Sensitivity analyses for primary and secondary outcomes
Relative reduction in heterogeneity variance for recurrence/relapse of any mood episodes for sensitivity analyses focusing on studies including only non-rapid-cycling patients with BD, nonenriched studies, and those not sponsored by industry were 29%, 21%, and 29%, respectively (Supplementary Appendix 1.1). Although outcomes with aripiprazole and aripiprazole+valproate were superior to placebo in the unadjusted analysis, the results did not reach statistical significance in the sensitivity analyses. The results of other comparisons for this outcome in the unadjusted and sensitivity analyses were similar. We did not detect relative reductions in heterogeneity variance for other outcomes in any of the sensitivity analyses (Supplementary Appendix 1.2–1.5).

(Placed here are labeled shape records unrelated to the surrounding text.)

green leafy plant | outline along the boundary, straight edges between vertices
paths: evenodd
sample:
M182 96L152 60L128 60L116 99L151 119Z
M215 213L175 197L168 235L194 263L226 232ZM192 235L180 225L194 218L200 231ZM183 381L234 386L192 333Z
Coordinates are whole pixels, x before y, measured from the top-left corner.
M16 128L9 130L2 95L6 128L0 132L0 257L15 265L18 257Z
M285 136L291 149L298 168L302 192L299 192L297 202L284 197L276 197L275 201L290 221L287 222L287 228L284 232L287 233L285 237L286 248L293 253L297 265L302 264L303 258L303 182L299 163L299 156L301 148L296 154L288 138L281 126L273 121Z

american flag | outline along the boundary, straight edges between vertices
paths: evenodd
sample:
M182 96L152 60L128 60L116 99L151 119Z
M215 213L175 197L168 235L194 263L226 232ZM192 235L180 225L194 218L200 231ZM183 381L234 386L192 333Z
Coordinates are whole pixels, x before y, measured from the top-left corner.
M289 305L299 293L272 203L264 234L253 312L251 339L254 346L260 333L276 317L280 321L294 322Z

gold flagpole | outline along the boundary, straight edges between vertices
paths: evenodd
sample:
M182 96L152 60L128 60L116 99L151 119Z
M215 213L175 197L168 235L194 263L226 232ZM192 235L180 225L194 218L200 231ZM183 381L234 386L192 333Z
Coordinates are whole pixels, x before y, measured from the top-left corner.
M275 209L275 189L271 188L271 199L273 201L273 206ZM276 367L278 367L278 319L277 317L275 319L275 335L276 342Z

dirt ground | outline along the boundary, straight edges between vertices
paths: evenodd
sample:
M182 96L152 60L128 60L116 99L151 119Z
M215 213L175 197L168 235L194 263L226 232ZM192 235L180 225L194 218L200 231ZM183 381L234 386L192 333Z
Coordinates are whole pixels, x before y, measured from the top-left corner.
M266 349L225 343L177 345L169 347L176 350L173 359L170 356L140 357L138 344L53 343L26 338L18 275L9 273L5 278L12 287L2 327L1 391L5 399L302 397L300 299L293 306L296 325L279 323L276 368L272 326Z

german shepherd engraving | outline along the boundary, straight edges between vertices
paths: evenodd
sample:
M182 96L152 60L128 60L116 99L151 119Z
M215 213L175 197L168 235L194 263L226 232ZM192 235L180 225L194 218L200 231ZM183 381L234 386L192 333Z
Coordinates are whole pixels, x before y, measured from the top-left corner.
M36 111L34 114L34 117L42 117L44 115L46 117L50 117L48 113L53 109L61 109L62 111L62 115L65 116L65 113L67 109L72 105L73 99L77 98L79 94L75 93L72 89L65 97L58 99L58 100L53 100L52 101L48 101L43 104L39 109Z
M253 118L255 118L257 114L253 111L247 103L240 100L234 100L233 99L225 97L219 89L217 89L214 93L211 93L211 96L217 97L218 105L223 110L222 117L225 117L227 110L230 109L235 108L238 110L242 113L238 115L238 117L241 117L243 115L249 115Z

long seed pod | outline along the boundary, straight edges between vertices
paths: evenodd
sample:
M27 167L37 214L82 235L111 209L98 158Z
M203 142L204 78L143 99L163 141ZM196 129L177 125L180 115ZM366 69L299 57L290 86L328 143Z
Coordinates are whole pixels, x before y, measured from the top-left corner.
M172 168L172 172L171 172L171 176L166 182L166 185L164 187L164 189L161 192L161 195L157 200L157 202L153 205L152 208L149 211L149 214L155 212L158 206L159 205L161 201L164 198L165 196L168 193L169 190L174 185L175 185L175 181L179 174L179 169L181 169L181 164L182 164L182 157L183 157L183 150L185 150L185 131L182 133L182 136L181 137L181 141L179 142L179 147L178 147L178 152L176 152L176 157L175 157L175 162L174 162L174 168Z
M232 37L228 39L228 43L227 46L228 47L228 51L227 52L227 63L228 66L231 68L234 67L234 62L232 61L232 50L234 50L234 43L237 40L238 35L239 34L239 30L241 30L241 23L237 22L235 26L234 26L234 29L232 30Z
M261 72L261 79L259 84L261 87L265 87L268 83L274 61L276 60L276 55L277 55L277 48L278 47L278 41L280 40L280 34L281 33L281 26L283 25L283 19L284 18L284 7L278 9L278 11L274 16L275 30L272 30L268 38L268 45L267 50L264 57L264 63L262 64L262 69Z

Mortality rate and incidence of individual adverse events
Mortality and completed suicide rates were low and similar for all treatments. Aripiprazole was associated with a higher incidence of extrapyramidal symptoms/use of anticholinergic agents compared with carbamazepine. Lithium was associated with a higher incidence of extrapyramidal symptoms/use of anticholinergic agents compared with placebo, carbamazepine, lamotrigine, olanzapine, and quetiapine. Valproate was associated with a higher incidence of extrapyramidal symptoms/use of anticholinergic agents compared with placebo, carbamazepine, lamotrigine, and quetiapine. Olanzapine was associated with a higher incidence of somnolence compared with placebo, lamotrigine, and lithium. Olanzapine and quetiapine were associated with a lower incidence of insomnia compared with placebo, lamotrigine, and lithium. RISLAI was associated with a higher incidence of prolactin-related adverse events compared with placebo. Lithium was associated with a higher incidence of dry mouth compared with valproate, and quetiapine was associated with a higher incidence of dry mouth compared with placebo and valproate. Lamotrigine, lithium, olanzapine, quetiapine, valproate, and placebo were associated with a higher incidence of headache compared with RISLAI. Valproate was associated with a higher incidence of headache compared with AOM. Lamotrigine was associated with a higher incidence of nausea compared with quetiapine. Lithium was associated with a higher incidence of nausea compared with placebo, olanzapine, and quetiapine. Valproate was associated with a higher incidence of nausea compared with placebo and quetiapine. Lithium was associated with a higher incidence of diarrhea compared with placebo and lamotrigine.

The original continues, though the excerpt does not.